In Danny Boyle’s adaptation of Irvine Welsh’s cult novel, Trainspotting was the perfect opportunity for McGregor to show off his acting chops in a role he felt comfortable with, incidentally proving to be the highpoint of his career. Possessing the charm and wit needed to lift this gritty drug flick, McGregor stood out as the embodiment of 90s Cool Britannia.
Worst: Cassandra’s Dream
Cassandra’s Dream is definitely one of Woody Allen’s weaker films, pulled down in part by the lacklustre performances, particularly from on-screen brothers McGregor and Colin Farrell (The Killing of a Sacred Deer). It’s another example of where the setting and the script just didn’t suit McGregor and unfortunately he often seems to be an actor who requires the role to be tailormade (which you could argue defeats the whole object of being an actor).
Best: Moulin Rouge!
With McGregor and Nicole Kidman (Big Little Lies) as the romantic couple who fall in love in Paris in the early 20th century, this musical mashup rose above skepticism to become a triumph in its own right. The role of Christian was a tricky one to pull off and somehow McGregor did it, excelling in the romantic, charming moments but also in the dramatic scenes. Even his singing voice turned out to be pretty impressive.

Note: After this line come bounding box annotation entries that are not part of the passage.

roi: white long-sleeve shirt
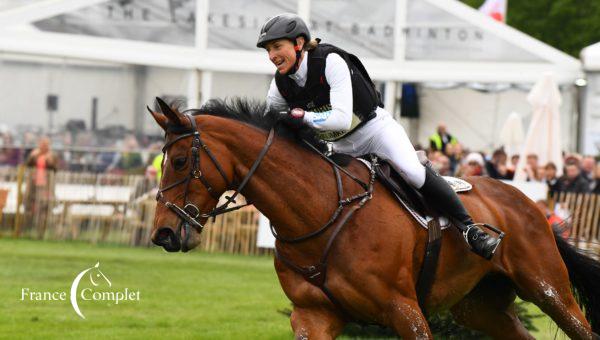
[267,52,353,131]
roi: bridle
[156,114,274,236]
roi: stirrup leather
[462,223,505,253]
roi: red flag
[479,0,508,22]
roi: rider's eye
[173,157,187,170]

Worst: Eye of the Beholder
In Stephan Elliott’s poor attempt at a noir, Eye of the Beholder – based on Marc Behm’s novel of the same name – sees McGregor star as a surveillance operative. While investigating a blackmail case, he witnesses murder and simultaneously chooses the worst possible time to fall in love. Offering a monotone performance lacking emotion and therefore excitement, What Culture called it “easily one of the worst acting performances McGregor has given.”
Best: Shallow Grave
Boyle (Slumdog Millionaire) and McGregor were once the perfect director / actor muse duo and while the pair might’ve had a slight falling out since, their early work together reflects great talent. Shallow Grave is the perfect example of this – a punchy British noir thriller that follows a trio of roommates who are torn at what to do when they’re faced with a dead housemate and a fuckton of cash. Definitely one of McGregor’s finer hours.
The Stussy brothers
We were amazed by his physical transformation, but not his over-acting. McGregor’s Minnesota accent in the otherwise outstanding movie-to-TV adaptation changed from episode to episode, leaving us wondering whether the Stussy brothers’ character descriptions were based on some sort of serious mental affliction.
Best: Velvet Goldmine
Channeling Iggy Pop (Cry-Baby) in this starring role, McGregor plays an American rock star whose affair with Brian Slade is the centerpiece of the film. So his American accent (once again) is less than great, but he exudes glam rock energy throughout. Sure, the film has its faults, but as IndieWire pointed out, “what other rock ‘n’ roll films begin with Oscar Wilde arriving in a spaceship?” Good point!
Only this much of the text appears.